Saturday 30 July 2011

A Game of Thrones, by George R.R. Martin

I am, of course, one of the innumerable people who came to this book on the back of the highly successful big-budget HBO television series, which propelled the genre novel to the top of the New York Times bestsellers list this month, fifteen years after it was originally published. Despite my mother lapping up this sort of book and having an immense collection of fantasy books, I had never even heard of the series or George R.R. Martin until the televised version – and then fell in love with his world, the characters and the slick, fast-paced dramatic developments.

As the series left its audience hankering for more, I decided to delve into the books so that I could find out what happens sooner. I took my time reading this rather than devouring it quickly – after all, it was a story that I already knew, and the adaptation was mostly very faithful – and to my surprise, found it a book I wouldn’t have particularly liked.

I don’t usually have the problem of much preferring the first media I come into contact with over other versions, and I don’t think that is the case here. I don’t think I like the television version more than the book because I saw it first: I think I prefer it because, extreme rarity though it may be (not counting things like Twilight or The Da Vinci Code, which are abysmal books and slightly less abysmal films), I think it simply tells the story better than the written version.

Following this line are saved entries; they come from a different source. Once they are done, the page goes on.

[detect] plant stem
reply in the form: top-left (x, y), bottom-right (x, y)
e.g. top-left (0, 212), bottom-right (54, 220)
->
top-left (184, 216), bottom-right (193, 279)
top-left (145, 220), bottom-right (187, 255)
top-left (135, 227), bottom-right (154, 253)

You see, in the book, the prose style doesn’t sit well with me. Martin is clumsy and makes odd pacing decisions – for example, right at the dramatic climax of the action, he has Bran sit through a history of magical pygmies who lived in the lands before human beings. His imagery is mostly turgid and obvious, and one of the only times he comes up with a really lovely image – wind blowing snow from mountain tops resembling banners – he then reuses it a few pages later. He seems to discover certain words late into the writing process and then cram them in over and over again before the book ends, notably ‘whickering’ and ‘crenels’, which he uses far too much towards the end, especially when he really means ‘merlons’ or would be better-off using that word. I can forgive Americanisms like ‘real’ for ‘really’ and ‘butt’ in a medieval-style fantasy – after all, it’s an imagined world – but have to agree with one reviewer of the TV series who suggested Martin should have thought twice about calling a character in a world based on England ‘Shagga’.

Whoever made the decision to age up all the younger cast members in the book made an extremely good decision. Martin has said that he wanted to reference how fast the young had to grow up in medieval times, but a fifteen-year-old is still a fifteen-year-old, and a bit of reading about Galahad soon makes Jon and Robb seem a bit off. Bran similarly acts much more like his age in the television version, and the only ones who seemed to be just right were Sansa and the reprehensible Joffrey.

When it comes to Daenerys, I kept being taken out of the moment to think about the author. This thirteen-year-old may get the best character development in the piece, but with all the nipple-pinching and perfuming of her ‘sex’ and public copulation, the impression of a poor young girl suffering and growing strong after learning to be her own woman and not an object cannot quite overpower the impression of Martin creating the little girl just to be sexualised and abused before she manages to grow to independence – not so much through maturation as necessity and magical contrivance.

I found myself quite enjoying the way certain characters from the HBO version fit my mental images exactly, and some did not. Ned, the three Lannister siblings, King Robert and his councillors were all exactly right, as were more minor characters like Sandor, Samwell and Hodor. Some characters didn’t fit their descriptions at all but still entered my mind because they worked extremely well onscreen, like Catelyn, Bran, Arya, Jorah Mormont and Sansa. Joffrey I found peculiar tension with because the actor looked so like Joffrey should and yet didn’t match the book’s description, so at different points I was picturing him and others the lanky, curly-haired youth I could see in my mind’s eye after the descriptions given by Sansa. Others, especially
those aged up, I didn’t link with the actors at all.

Undeniably, Martin has done an excellent job with characterisation and turning what might have been swords ’n’ sorcery into political intrigue and slow-boiling military campaigns. His depiction of a court full of whispers and spiders is extremely clever. But in book form the things that seemed so clever seemed obvious and predictable – and not just because I knew what would happen in advance.